Il faut ici rappeler la position géographique du Soudan qui sert de pivot à trois régions crisogènes : la Corne de l’Afrique d’un côté (frontières avec l’Érythrée et l’Éthiopie), l’Afrique du Nord (frontières avec l’Égypte et la Libye) et la péninsule arabique (façade maritime sur la mer Rouge).

C’est pourquoi l’accord signé à Khartoum satisfait beaucoup de parties dans la région : en Algérie, bien sûr, puisque cela démontre qu’un mouvement de manifestation peut être contrôlé. En Égypte ensuite, pour exactement les mêmes raisons, le président Sissi ayant lui-même réprimé le mouvement populaire qui avait donné le pouvoir aux Frères musulmans. Dans la péninsule enfin, car avant même la question de la place de l’Islam, on craint par-dessus tout qu’il y ait un pays arabe musulman qui arrive lui aussi à un système politique libéral, après la Tunisie. Rappelons d’ailleurs que l’opposition virulente des monarchies du Golfe contre les Frères musulmans tient justement à ce que ceux-ci acceptent de passer par la voie des urnes pour parvenir au pouvoir. D’ailleurs, Ennahda en Tunisie est un parti frériste, et le soutien au Maréchal Haftar en Libye doit beaucoup à la présence des Frères à Misrata et à leurs parrains turcs.

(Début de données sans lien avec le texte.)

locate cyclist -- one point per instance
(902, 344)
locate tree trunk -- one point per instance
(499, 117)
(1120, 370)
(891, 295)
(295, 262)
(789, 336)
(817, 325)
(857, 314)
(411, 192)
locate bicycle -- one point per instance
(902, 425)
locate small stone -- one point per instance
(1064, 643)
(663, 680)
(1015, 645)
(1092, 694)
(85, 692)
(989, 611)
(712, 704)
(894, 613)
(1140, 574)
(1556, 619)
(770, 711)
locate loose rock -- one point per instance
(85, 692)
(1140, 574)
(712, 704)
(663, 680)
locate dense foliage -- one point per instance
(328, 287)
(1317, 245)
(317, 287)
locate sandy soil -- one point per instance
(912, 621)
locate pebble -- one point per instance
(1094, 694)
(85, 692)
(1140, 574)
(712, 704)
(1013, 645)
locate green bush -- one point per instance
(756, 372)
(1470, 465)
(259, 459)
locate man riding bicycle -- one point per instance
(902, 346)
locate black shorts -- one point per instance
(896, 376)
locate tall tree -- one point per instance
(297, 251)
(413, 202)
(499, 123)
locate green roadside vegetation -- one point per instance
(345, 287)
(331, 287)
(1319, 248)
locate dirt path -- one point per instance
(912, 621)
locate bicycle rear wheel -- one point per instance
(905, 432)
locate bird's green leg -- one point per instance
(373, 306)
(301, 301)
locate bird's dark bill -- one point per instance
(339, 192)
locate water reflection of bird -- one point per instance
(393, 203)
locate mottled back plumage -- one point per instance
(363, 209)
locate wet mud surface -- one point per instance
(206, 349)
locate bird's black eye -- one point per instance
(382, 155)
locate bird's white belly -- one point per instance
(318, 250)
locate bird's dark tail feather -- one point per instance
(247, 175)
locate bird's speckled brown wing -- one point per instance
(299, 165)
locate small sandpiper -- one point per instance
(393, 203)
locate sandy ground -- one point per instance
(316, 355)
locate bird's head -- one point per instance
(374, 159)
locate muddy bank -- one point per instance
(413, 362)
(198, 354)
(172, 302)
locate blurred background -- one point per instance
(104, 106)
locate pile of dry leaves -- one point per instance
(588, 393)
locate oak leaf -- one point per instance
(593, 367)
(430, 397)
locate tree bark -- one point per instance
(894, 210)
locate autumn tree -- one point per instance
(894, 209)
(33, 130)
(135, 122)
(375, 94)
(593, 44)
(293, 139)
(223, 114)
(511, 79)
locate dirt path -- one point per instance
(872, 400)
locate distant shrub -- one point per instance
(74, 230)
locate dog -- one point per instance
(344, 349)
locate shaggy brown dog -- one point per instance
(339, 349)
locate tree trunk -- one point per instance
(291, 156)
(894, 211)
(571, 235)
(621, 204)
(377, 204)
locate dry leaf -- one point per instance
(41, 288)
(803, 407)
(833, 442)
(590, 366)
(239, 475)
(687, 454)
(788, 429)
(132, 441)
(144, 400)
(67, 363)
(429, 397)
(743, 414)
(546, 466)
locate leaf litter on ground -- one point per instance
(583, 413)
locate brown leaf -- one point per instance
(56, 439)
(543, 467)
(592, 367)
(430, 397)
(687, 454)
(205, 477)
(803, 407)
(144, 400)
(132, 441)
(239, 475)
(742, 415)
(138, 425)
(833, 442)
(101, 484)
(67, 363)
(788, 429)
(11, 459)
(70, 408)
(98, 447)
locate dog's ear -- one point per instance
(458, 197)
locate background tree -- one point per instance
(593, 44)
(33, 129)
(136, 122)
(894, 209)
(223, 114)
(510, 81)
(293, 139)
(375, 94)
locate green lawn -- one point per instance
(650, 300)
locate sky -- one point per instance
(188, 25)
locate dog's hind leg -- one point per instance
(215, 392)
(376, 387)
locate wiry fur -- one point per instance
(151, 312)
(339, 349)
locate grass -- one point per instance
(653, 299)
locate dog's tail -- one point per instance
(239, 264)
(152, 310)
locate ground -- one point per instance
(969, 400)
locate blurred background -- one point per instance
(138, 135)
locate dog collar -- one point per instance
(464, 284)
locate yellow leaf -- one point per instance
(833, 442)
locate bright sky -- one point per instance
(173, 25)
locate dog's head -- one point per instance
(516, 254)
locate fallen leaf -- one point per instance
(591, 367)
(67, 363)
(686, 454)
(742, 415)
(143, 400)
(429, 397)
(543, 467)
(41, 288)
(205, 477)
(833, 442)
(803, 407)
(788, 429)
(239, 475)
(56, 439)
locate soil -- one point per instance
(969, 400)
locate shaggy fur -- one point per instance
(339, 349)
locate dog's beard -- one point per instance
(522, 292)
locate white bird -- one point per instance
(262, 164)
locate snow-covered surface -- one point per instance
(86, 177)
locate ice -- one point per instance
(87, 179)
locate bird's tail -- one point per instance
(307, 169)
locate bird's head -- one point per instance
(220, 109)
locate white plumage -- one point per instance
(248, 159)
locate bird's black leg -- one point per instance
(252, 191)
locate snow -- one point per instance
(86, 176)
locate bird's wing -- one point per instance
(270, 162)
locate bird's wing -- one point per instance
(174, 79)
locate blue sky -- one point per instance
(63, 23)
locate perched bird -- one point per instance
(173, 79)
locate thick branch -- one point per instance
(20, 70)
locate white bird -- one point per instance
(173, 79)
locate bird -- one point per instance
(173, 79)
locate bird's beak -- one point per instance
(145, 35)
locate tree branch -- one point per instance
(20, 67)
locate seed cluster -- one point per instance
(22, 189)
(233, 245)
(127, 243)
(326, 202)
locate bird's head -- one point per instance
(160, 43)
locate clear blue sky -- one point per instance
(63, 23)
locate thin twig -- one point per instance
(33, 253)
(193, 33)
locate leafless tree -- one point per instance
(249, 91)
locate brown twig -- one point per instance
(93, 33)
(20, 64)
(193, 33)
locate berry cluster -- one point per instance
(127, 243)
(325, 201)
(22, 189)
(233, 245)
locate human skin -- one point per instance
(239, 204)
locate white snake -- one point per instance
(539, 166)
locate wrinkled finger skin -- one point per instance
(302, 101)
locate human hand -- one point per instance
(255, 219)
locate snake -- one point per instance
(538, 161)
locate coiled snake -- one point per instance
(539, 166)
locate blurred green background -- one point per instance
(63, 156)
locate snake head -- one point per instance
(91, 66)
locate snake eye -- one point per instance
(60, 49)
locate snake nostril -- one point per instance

Le caractère arabe du Soudan est souvent oublié, beaucoup ne retenant que son marqueur africain. Le Soudan a en effet très tôt rejoint la coalition séoudienne dans le conflit du Yémen (voir billet), avec 30.000 soldats soudanais. Mais chacun le sait, les choses ne se passent pas très bien au Yémen pour la coalition séoudienne. Les Émirats ont récemment décidé de se retirer, afin de se tenir prêts face à la montée des tensions dans le golfe arabo-persique, de l’autre côté de la péninsule. On apprenait (ici) que le Soudan allait également retirer des forces du Yémen. Peut-être s’agit-il de rapatrier des troupes de façon à pouvoir tenir d’éventuels mouvements de foule. Ce serait au fond une sorte de solidarité à rebours, manière d’assurer le pouvoir en place de la solidité du soutien des alliés du Golfe.

Fin de partie

Ainsi, l’accord récemment signé laisse place à beaucoup d’incertitudes. Il rassure les opinions occidentales à peu de frais tout en solidifiant des alliances déjà bien établies et qui ont su passer outre l’éviction d’Omar el Béchir. Il envoie des messages très clairs à tous les pouvoirs de la région confrontés à des manifestations de rue. On est bien loin d’un printemps soudanais. La fin de partie risque de ne pas être celle qu’on croit.